Huwebes, Disyembre 27, 2012

MOVIE REVIEW: The Tall Man

What seemed at first to be another psycho-thriller-slasher movie breaks one's preconceived notions of what entertainment can mean when you are watching it in the wee hours of a typhoon hounded morning. Nothing can seem more gripping, heart-pounding and teeth grinding than watching The Tall Man slowly unravel my paradigm of what a typical out-of-hollywood movie production can deliver, at least in the realm of gruesome nothingness thrown about in the field of the story, for the sake of the need to deliver gruesomeness. Instead, the viewer is faced with profound socio-economic-moral questions about responsibility, social justice, parenthood, dignity, right and conscience.

Julia Denning aspired to bring new life, a better life, to those children unlucky enough to be born into a life of deprivation, hopelessness and want. A pretend-life she led, indeed, sacrificing her own husband's and herself from living a normal life as a couple. The pervasive incidence of missing children in Cold Rock, British Columbia was for most seemingly senseless and brutal, an insult to an already grim life punctuated by poverty and hopelessness.
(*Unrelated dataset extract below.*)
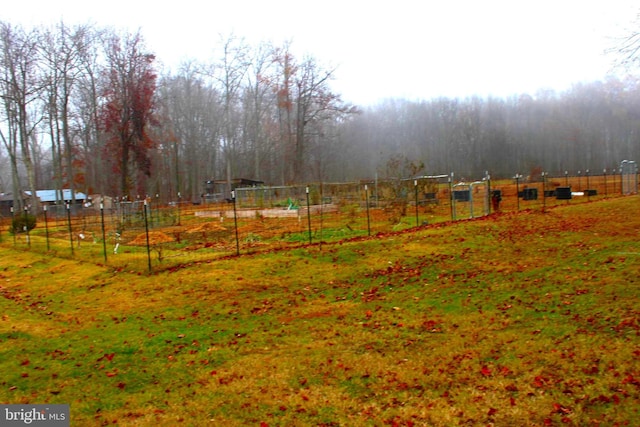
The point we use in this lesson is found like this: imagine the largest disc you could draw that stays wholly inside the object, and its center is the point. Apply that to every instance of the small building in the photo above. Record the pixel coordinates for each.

Julia's facade will eventually be taken down, and she held her own, sacrificing the truth, and in the process, ensuring her own inevitable confinement behind the walls of the prison, to secure forever the life she believes, and her organizations believes, the children deserve. Jenny Weaver, born to suffering, eventually unearths the enigma of the Tall Man and pleads Julia to be introduced to him. After Julia's imprisonment, Jenny was eventually taken by the Tall Man. The movie ends with Jenny, now with her "third mother", secure and seemingly content with her life. However, being older than the other kids taken, there is that nagging question lurking at the back of her mind, did she do the right thing? Jenny invites the viewers to answer her queries, but in fact, invites them to an even deeper question - do children have the right to be born to a secure life?